"Roads to Family: All the Ways We Come to Be" hits shelves in April
One more month, and my book is out!
I just experienced the unadulterated joy of seeing my book - Roads to Family - listed on the Lerner Books Publishing website! Isn’t that a beautiful sight? This is truly a dream come true.
The book doesn’t actually get published until April 4th. So this is really a pause to celebrate a milestone, rather than a final victory. Perhaps when I hold the actual bad boy in my hand, I’ll be able to declare that the dream has, for reals, come true.
Looking at the lively, colorful cover got me thinking about the whole process.
To write the book, I interviewed over twenty families and individuals. I listened to their stories – none of which mirrored another; and all of which informed my understanding of how babies and families are made. So the book is about two things:
It’s about all the ways that we, humans, reproduce, which I find unexplainably fascinating. And when I say all, I mean all. It uses the interviewees' experiences to explain how sex, insemination, IVF, donor conception and surrogacy work to create a new human being.
It’s also about family.

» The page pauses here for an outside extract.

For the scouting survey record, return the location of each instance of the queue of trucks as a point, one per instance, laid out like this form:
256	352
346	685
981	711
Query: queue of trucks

It delves into how the interviewees think and feel about family, the words they choose to use, and how inadequate the existing words often are.
While writing and editing each person’s narrative, Uncle Ben’s words of wisdom (and warning) to Peter Parker (aka Spiderman) often infiltrated my brain, “With great power, comes great responsibility.” I believe in the power of the pen, and felt the weight and privilege of telling someone else’s story.
Each and every person I interviewed had a chance to review their narratives at least a couple of times; so that they sounded accurate and truthful. For a couple people, I tried and tried, and just couldn’t get their story quite right, so they are not included in the book. What remains are the authentic stories of people willing to share the most intimate and personal parts of their lives – parts that often involved sorrow, loss, and grief before resulting in great joys. What an honor it was to have earned their trust.
The hardest part of writing this book, however, wasn’t handling the ominous responsibility that comes with telling someone else’s story. And, don’t get me wrong. That was really hard. The most difficult aspect was deciding whose story made it into the final product and whose story didn’t. Without my editors at Lerner Publishing by my side, I would have remained frozen; unable to pick and choose; for all of the stories deserve an audience.
To guide our decisions, I had to make a multi-dimensional rubric: sex, insemination (home or clinic), IVF; sperm donor (known or unknown), egg donor (known or unknown); surrogate (gestational or genetic, personal or agency); adoption (domestic or international, open or closed), foster (infant or child), divorce, blended, extended; race/ethnicity; religion; political affiliation; geographic location; single, partnered, straight, LGBTQAI+; able bodied, neuro-diverse; socio-economics. And those are the ones I can remember off the top of my head.
Ultimately, we wanted to show a variety of experiences but we also wanted each chapter to build on the concepts of the previous chapter, so that readers could grow their knowledge base as they progressed through the text. This was no easy task. In fact, it was downright daunting. If I had tried to represent every means of reproduction across all human characteristics and experiences, the book would have been larger than my house. What remains is our darn best to scaffold unique family stories into an engaging learning experience for our readers.
To me, this book is a love story to the people who participated in this project – to those whose narratives made it directly into the book and to those whose narratives inform the book behind the scenes. And to the readers who I hope will be informed and empowered by their stories.